Les organisations de travailleurs peuvent participer financièrement à l'établissement d'entreprises coopératives. A Singapour, les syndicats sont les principaux actionnaires des coopératives du NTUC. Le Congrès des syndicats du Ghana (GTUC) a ouvert une caisse alimentée par les contributions des membres pour la création de coopératives et autres entreprises. De même le mouvement des travailleurs danois a créé un fonds de financement des coopératives des travailleurs et la Unity Trust Bank, au Royaume-Uni, est une entreprise commune de la Banque coopérative du Royaume-Uni et des syndicats britanniques.

Les organisations de travailleurs peuvent informer, aider, éduquer et former les membres qui souhaitent créer des coopératives. Elles peuvent négocier avec les employeurs pour obtenir le prélèvement automatique des cotisations syndicales destinées à financer les coopératives d'épargne et de crédit; et aussi aider les travailleurs du secteur informel à créer et développer leurs propres coopératives dans le but d'améliorer leurs conditions de travail et d'accroître leurs revenus.

Les organisations de travailleurs peuvent participer, aux côtés des organisations d'employeurs et autres groupes d'intérêts, aux comités d'entreprise, aux équipes de travail et autres dispositifs en place aux niveaux central et local pour débattre des questions qui ont une incidence sur le secteur coopératif.
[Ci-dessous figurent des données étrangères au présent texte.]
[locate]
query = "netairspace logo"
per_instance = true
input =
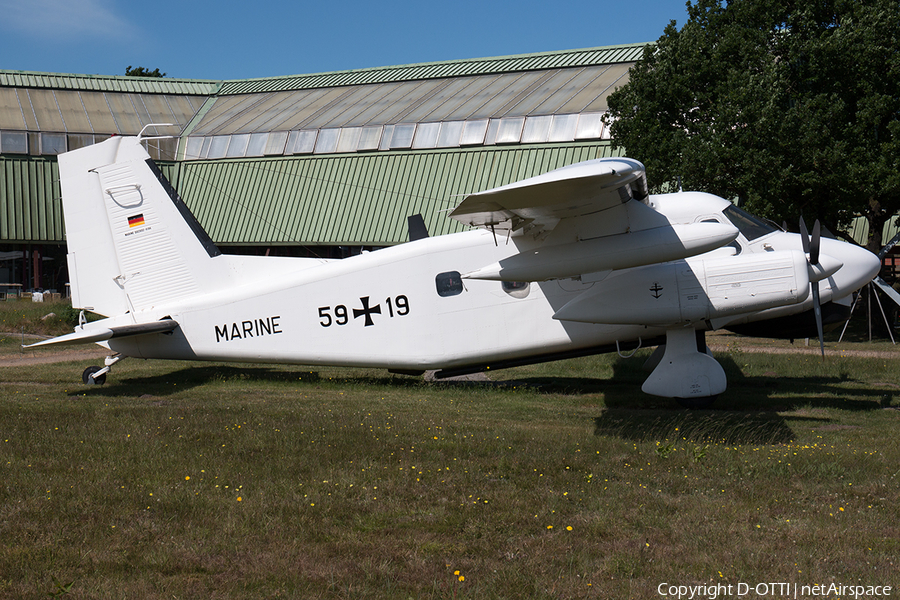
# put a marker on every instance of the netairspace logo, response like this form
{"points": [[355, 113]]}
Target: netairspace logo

Les mouvements coopératifs et les organisations syndicales pourraient mettre au point des stratégies communes visant à augmenter les revenus des travailleurs du secteur informel et à leur assurer la sécurité de l'emploi et une protection sociale. Il pourrait s'agir d'organisations coopératives destinées aux travailleurs à domicile, aux marchands ambulants et aux travailleurs occasionnels. Pour l'aspect organisationnel, les coopératives et les syndicats pourraient s'engager à fournir une formation commune à leurs responsables élus, à mettre au point des programmes et du matériel didactique à l'intention des membres et à créer des services financiers communs pour l'épargne, les prêts, l'assurance et les pensions.

5.3 Mouvement coopératif

La création de conditions propices au développement coopératif ne devrait par être un phénomène purement interne. Le mouvement coopératif, fort de ses organisations qui, à divers niveaux, sont directement impliquées dans les activités économiques, peut, dans son propre intérêt, influencer lui-même l'environnement dans lequel il opère. En fin de compte, le succès des stratégies ou programmes de promotion des coopératives dépend de l'engagement, des efforts et des compétences des membres, des cadres, du personnel et des dirigeants, qui sont directement associés au travail et aux activités de la coopérative.
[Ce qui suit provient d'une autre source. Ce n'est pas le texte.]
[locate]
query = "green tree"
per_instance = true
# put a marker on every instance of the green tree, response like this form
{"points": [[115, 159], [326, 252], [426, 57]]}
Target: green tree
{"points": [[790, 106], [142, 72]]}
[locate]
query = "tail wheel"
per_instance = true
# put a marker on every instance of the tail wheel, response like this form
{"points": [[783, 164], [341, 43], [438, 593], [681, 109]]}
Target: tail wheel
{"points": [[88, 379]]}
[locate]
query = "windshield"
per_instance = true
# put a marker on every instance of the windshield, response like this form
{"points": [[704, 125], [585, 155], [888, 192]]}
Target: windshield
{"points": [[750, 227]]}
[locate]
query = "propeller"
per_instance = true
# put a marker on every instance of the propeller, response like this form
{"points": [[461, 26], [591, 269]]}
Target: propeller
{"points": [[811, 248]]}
Autrefois, l'objectif premier des coopératives et de leurs membres était avant tout que leurs entreprises prospèrent et soient capables de promouvoir les intérêts de leurs membres. Une fois cet objectif atteint, les mouvements coopératifs ont souvent influencé les politiques et programmes gouvernementaux. Au Japon, par exemple, le mouvement coopératif agricole a réussi à écarter les risques liés à la libéralisation des importations agricoles et, en Inde, les coopératives sucrières ont participé activement à l'élaboration d'une politique nationale pour l'industrie sucrière.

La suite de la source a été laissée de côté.